The Lives of Others

If you haven’t seen this German film yet, drop everything and GO. It won Best Foreign Film at this year’s Academy Awards, but from all accounts it should have won Best Film (a category in which it wasn’t even nominated). My cinema-going has been curtailed in the last year or so, mainly out of boredom at what’s on offer, but this more than made up for the bland also-rans.

The Lives of Others is set in East Germany before the Wall came down. Its peculiar genius is in creating an empathetic hero out of a man who, when we first meet him, seems to be a soulless Stasi officer. The film balances so many complex elements so beautifully, I staggered out of the cinema with my similarly affected friend. We had no choice but to find the nearest wine bar in order to balance ourselves out.

Raving about the film last week to anyone who would listen, I discovered a serendipitous connection between an acquaintance of mine and the film’s director. A friend of my client Simi, a German filmmaker called Christian, speaks to the director’s mother on the phone every day. The reason he does this is that the director’s mother is best friends with Christian’s aunt, who lives here in New York and who has recently been unwell. She calls him to see how her friend is doing. She did this while I was working with Christian during filming of Simi reading from her memoir to a group of young disabled women last week. I was trying to hold a boom microphone and not make too much noise as I moved it around.

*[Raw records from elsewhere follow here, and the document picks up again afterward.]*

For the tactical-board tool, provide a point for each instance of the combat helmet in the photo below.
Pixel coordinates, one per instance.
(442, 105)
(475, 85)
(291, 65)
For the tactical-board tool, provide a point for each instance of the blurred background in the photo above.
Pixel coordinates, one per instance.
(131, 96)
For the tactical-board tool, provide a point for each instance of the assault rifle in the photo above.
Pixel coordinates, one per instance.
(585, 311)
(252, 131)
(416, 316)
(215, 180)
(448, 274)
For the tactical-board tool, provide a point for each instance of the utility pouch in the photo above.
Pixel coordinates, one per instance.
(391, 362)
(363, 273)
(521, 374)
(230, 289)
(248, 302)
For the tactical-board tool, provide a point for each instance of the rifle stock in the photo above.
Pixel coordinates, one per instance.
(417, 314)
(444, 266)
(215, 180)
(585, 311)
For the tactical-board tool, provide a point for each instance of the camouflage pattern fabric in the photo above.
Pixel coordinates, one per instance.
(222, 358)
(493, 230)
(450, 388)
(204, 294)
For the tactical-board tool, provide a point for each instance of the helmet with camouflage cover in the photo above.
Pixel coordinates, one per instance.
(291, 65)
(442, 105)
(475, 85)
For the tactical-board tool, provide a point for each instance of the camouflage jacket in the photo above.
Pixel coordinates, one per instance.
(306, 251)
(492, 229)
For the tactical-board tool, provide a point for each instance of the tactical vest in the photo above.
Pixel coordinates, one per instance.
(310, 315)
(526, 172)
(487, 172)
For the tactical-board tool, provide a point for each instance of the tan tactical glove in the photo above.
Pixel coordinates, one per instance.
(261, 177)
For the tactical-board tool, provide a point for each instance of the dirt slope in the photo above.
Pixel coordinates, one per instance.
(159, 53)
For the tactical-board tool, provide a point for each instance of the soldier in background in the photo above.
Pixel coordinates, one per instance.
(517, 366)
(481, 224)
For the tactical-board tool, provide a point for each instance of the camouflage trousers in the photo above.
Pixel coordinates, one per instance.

From Christian (and his wife, whom I met in the car on the way home to Brooklyn – imagine, a lift home, in a car!), I learned that the only person of their acquaintance in Germany who did not enjoy the film was a theatre actress who, on principle, could not accept a rounded and sympathetic portrayal of a Stasi officer. This actress had herself been imprisoned during the years portrayed in the film; a misfortune made worse by her impeccably poor timing: apparently she had fled Romania to Germany … only for the wall to go UP three days after she arrived.

My “two degrees of separation” life continues apace.